Hybrid models: fully outpatient CAR-T programs are unlikely to become mainstream
In essence, prior barriers to outpatient administration regarding product safety and physician perceptions have slowly chipped away, only to expose a wider issue regarding hospital infrastructure requirements, which will need to be addressed as access widens to community centres and treatment moves towards earlier lines and new indications. As such, manufacturers can seek to leverage digital tools in remote patient monitoring to alleviate part of this problem: BMS has tested this already, providing HCPs with wearable patches tied to a smartphone app to ensure adequate patient temperature tracking and detection of early CRS onset.

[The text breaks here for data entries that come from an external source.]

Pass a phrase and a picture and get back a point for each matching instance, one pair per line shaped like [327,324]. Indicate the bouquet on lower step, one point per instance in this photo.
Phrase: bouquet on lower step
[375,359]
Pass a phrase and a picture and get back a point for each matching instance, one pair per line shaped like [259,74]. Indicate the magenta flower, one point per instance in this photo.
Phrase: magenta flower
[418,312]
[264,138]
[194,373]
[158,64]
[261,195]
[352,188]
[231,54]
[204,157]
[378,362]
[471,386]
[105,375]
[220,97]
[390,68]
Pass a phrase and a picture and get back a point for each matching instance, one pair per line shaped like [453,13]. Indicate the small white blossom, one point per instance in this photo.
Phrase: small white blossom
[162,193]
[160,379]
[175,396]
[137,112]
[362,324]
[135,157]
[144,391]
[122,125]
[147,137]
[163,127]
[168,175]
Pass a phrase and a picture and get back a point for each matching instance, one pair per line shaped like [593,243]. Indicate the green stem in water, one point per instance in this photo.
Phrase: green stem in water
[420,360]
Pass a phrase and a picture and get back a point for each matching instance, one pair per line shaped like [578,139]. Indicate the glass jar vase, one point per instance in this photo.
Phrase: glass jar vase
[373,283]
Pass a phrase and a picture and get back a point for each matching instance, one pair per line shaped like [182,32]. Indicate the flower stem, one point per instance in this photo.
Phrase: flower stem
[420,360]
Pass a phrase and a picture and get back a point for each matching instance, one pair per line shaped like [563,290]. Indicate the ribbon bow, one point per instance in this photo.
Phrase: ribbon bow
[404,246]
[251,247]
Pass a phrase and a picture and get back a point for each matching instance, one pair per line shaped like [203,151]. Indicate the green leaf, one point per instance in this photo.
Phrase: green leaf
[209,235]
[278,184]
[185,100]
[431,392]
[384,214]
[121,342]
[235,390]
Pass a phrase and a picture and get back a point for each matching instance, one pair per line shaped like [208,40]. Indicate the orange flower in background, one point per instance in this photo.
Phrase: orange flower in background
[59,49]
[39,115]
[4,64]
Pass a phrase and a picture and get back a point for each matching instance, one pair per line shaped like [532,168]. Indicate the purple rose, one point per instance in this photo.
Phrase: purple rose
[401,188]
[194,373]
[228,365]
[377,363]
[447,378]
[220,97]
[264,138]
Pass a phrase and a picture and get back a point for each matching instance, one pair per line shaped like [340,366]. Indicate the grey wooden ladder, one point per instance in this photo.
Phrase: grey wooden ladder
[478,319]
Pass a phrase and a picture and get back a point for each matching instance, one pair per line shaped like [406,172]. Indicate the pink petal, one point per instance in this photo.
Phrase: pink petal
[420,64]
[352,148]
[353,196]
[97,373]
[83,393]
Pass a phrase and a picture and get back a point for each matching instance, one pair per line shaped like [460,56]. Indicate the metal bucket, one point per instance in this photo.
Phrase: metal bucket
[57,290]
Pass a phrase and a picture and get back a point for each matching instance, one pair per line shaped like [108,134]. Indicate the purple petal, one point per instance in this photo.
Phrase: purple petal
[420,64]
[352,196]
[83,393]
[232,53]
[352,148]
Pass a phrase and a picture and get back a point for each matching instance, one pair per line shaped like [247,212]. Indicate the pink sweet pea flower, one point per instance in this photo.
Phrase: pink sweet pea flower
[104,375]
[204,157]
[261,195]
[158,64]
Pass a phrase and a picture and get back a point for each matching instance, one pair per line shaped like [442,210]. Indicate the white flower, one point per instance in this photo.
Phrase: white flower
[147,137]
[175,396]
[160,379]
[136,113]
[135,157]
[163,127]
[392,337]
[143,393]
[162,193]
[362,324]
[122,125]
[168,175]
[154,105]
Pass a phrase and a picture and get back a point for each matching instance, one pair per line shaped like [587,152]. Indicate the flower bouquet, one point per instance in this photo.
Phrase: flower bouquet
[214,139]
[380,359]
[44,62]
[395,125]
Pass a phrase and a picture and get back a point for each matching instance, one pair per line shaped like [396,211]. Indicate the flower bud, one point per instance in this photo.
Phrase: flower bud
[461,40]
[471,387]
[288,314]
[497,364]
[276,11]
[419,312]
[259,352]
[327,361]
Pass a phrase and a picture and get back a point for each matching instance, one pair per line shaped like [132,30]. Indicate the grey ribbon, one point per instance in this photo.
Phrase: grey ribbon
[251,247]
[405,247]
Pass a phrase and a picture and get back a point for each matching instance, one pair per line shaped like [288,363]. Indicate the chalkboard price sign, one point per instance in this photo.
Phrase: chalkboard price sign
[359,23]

Seeing the current premises, it seems unlikely autologous CAR-Ts will fully be administered in the outpatient setting, while the next years could see a shift towards a hybrid model. Manufacturers and providers alike should focus on moving the less complicated aspects of CAR-T (such as lymphodepletion and apheresis) in the outpatient, whilst maintaining the more complex steps within the in-patient setting. While a fully outpatient CAR-T program will most likely be limited to large excellence centres in specific patient populations with high fitness indices and lower tumour burden, the long-term benefits of outpatient administration are clear: increase access and provide hospitals with improved reimbursement rates. Yet, its implementation remains challenging and pushes all stakeholders to look back in time and draw learnings from therapies such as hematopoietic stem cell transplantation (HSCT), which have journeyed through a similar transition within the 21st century.